Pymeta
Scrape the internet for files and EXIF data.
Installation
git clone https://github.com/m8r0wn/pymeta
cd pymeta
sudo python3 setup.py install
python3 -m pip install pymetadata
Usage
pymeta -d example.com -s all -csv
pymeta -d example.org -s bing
pymeta -dir my_files/
Flags
PyMeta v.1.0.4
-----------------------------------
Search the web for files on the targeted domain
and extract metadata.
optional arguments:
-h, --help show this help message and exit
Target Options:
-d DOMAIN Target domain
-dir FILE_DIR Pre-existing directory of files
Search Options:
-s {google,bing,all} Search engine(s) to scrape
-m MAX_RESULTS Max results per file type, per search engine (Default: 50)
-j JITTER Seconds between search requests (Default: 2)
Output Options:
-o OUTPUT_DIR Path to store PyMeta's download folder (Default: ./)
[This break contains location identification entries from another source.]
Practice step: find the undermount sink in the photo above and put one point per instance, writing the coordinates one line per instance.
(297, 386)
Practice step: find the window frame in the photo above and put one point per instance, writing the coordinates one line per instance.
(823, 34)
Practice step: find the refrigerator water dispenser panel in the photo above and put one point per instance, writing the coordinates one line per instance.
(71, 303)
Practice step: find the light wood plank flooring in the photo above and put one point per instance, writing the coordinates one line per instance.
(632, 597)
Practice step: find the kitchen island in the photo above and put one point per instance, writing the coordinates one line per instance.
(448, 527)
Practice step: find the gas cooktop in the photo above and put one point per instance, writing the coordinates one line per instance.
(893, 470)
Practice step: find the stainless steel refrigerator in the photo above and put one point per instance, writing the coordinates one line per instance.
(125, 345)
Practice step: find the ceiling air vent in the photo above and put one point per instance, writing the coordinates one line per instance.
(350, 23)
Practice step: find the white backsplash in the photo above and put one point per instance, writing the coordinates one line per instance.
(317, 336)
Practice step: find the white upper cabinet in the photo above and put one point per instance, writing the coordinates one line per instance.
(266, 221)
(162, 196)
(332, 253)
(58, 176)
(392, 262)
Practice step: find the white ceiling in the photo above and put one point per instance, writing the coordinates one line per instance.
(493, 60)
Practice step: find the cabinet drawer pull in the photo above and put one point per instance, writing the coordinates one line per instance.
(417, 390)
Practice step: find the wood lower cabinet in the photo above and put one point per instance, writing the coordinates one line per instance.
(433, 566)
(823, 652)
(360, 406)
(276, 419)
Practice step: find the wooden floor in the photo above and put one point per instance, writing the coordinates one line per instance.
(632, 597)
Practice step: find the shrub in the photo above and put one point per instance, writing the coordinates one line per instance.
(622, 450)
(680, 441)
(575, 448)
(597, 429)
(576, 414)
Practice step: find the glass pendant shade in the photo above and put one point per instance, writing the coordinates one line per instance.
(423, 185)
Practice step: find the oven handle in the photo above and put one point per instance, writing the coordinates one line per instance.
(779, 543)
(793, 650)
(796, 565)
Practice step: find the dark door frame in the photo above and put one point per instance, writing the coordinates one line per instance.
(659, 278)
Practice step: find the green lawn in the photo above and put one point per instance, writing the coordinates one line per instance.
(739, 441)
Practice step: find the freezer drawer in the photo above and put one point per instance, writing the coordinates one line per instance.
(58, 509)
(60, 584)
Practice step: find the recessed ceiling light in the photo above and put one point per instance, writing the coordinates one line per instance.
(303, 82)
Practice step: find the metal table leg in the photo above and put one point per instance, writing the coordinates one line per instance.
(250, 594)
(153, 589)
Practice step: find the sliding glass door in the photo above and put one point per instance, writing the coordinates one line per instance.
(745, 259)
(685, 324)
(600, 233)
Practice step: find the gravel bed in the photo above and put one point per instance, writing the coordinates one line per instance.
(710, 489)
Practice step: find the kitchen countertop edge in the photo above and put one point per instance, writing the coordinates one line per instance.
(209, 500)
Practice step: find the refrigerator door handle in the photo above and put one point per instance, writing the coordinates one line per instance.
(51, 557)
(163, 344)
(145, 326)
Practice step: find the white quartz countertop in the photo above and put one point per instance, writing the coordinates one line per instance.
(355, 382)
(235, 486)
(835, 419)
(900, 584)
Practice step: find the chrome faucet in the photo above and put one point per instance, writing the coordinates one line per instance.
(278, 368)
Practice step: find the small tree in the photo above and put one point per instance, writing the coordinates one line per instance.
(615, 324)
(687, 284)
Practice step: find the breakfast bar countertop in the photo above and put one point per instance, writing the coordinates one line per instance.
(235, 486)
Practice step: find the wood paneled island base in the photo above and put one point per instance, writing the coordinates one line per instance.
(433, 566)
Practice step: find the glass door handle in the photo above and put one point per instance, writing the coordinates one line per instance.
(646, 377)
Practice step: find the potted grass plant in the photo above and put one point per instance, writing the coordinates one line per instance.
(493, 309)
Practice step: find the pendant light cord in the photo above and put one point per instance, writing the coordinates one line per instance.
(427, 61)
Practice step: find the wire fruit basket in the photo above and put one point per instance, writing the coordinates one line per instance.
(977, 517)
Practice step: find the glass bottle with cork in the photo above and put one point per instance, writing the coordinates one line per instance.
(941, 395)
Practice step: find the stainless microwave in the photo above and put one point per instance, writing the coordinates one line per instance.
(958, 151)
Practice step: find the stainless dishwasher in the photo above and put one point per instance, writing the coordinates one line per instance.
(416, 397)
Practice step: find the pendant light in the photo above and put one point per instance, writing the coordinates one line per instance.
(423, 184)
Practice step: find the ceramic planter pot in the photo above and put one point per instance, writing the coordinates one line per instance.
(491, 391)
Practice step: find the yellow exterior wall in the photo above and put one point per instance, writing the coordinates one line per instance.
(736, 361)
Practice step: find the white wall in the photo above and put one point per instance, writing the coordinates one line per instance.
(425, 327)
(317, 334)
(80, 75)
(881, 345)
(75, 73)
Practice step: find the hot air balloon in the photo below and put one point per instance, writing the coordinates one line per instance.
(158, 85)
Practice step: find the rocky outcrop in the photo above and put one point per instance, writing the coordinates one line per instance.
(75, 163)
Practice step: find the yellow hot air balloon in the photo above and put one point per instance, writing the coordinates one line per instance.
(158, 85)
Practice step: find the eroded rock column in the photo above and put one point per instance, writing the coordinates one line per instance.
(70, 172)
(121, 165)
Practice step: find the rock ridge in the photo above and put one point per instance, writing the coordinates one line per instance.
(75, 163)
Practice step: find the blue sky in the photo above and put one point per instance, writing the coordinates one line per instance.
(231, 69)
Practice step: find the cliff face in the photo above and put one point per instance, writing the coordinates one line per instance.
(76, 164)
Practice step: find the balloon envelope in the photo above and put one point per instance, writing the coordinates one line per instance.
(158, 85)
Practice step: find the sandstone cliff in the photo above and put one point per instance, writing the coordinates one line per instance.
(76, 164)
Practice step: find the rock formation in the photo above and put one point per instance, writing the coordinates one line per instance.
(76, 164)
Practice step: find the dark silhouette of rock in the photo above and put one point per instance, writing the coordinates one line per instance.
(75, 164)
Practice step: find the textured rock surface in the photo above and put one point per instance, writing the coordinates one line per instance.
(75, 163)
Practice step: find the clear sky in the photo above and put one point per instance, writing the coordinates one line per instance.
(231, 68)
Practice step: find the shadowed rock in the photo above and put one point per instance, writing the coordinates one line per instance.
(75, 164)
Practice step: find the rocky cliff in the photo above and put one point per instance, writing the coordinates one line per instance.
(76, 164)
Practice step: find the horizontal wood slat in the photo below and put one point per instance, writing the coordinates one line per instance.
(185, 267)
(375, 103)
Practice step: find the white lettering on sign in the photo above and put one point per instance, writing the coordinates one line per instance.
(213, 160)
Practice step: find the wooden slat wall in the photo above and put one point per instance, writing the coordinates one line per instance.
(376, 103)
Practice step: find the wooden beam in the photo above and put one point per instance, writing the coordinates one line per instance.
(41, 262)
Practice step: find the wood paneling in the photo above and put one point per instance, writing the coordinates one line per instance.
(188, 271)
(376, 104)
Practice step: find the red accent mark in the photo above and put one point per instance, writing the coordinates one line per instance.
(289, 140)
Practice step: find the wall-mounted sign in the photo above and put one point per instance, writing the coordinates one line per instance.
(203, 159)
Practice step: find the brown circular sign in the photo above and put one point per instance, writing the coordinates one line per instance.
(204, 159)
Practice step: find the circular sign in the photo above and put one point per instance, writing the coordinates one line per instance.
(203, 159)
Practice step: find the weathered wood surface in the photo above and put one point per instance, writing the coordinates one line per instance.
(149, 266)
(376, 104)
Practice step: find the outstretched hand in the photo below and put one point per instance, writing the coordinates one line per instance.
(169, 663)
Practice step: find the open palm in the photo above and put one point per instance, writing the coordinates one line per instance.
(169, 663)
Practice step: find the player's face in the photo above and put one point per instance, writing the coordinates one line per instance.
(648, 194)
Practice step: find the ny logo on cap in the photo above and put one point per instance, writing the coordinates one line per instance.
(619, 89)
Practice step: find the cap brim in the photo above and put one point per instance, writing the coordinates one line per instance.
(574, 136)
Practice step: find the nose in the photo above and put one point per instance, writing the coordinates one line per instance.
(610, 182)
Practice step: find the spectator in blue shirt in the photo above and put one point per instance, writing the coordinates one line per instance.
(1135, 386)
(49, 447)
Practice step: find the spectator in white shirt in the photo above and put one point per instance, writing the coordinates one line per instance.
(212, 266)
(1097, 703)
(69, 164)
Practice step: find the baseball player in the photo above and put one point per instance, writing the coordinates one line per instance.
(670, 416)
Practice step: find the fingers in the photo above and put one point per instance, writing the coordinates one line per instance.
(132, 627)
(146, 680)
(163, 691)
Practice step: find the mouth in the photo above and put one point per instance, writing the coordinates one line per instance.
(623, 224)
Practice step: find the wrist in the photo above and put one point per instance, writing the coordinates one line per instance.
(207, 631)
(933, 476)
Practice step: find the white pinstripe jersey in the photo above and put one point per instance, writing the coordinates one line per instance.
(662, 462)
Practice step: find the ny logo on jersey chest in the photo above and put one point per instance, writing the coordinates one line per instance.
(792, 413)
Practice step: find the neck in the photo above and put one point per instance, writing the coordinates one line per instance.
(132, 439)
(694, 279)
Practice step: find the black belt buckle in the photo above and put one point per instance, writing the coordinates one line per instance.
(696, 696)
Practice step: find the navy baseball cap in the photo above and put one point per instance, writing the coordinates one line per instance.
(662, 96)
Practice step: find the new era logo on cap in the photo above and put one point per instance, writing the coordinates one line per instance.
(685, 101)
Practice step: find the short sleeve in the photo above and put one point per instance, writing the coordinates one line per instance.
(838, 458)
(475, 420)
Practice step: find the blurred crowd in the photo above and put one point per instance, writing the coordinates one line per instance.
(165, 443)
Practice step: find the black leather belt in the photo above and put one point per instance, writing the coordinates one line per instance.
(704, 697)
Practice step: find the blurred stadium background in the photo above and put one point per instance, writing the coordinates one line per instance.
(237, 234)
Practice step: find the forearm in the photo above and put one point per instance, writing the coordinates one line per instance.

-f FILENAME Custom report path/name.csv
--debug Show links as they are collected during scraping
Examples
$ pymeta -d example.com
[*] Starting PyMeta web scraper
[*] Extension | Number of New Files Found | Search URL
[*] pdf : 50 https://www.google.com/search?q=site:example.com+filetype:pdf&num=100&start=0
[*] pdf : 6 http://www.bing.com/search?q=site:example.com%20filetype:pdf&first=0
[*] pdf : 7 http://www.bing.com/search?q=site:example.com%20filetype:pdf&first=43
[*] pdf : 9 http://www.bing.com/search?q=site:example.com%20filetype:pdf&first=82
[*] pdf : 9 http://www.bing.com/search?q=site:example.com%20filetype:pdf&first=120
[*] pdf : 4 http://www.bing.com/search?q=site:example.com%20filetype:pdf&first=157
[*] pdf : 7 http://www.bing.com/search?q=site:example.com%20filetype:pdf&first=195
[*] pdf : 7 http://www.bing.com/search?q=site:example.com%20filetype:pdf&first=233
[*] pdf : 0 http://www.bing.com/search?q=site:example.com%20filetype:pdf&first=270
[*] xls : 0 https://www.google.com/search?q=site:example.com+filetype:xls&num=100&start=0
[*] xls : 2 http://www.bing.com/search?q=site:example.com%20filetype:xls&first=0
[*] xls : 0 http://www.bing.com/search?q=site:example.com%20filetype:xls&first=32
[*] xlsx: 0 https://www.google.com/search?q=site:example.com+filetype:xlsx&num=100&start=0
[*] xlsx: 0 http://www.bing.com/search?q=site:example.com%20filetype:xlsx&first=0
[*] csv : 0 https://www.google.com/search?q=site:example.com+filetype:csv&num=100&start=0
[*] csv : 0 http://www.bing.com/search?q=site:example.com%20filetype:csv&first=0
[*] doc : 0 https://www.google.com/search?q=site:example.com+filetype:doc&num=100&start=0
[*] doc : 0 http://www.bing.com/search?q=site:example.com%20filetype:doc&first=0
[*] docx: 0 https://www.google.com/search?q=site:example.com+filetype:docx&num=100&start=0
[*] docx: 0 http://www.bing.com/search?q=site:example.com%20filetype:docx&first=0
[*] ppt : 0 https://www.google.com/search?q=site:example.com+filetype:ppt&num=100&start=0
[*] ppt : 0 http://www.bing.com/search?q=site:example.com%20filetype:ppt&first=0
[*] pptx: 0 https://www.google.com/search?q=site:example.com+filetype:pptx&num=100&start=0
[*] pptx: 0 http://www.bing.com/search?q=site:example.com%20filetype:pptx&first=0
[*] Downloading 101 files to: ./example_meta/
[*] Extracting Metadata...
[*] Adding source URL's to the report
[+] Report complete: example_meta.csv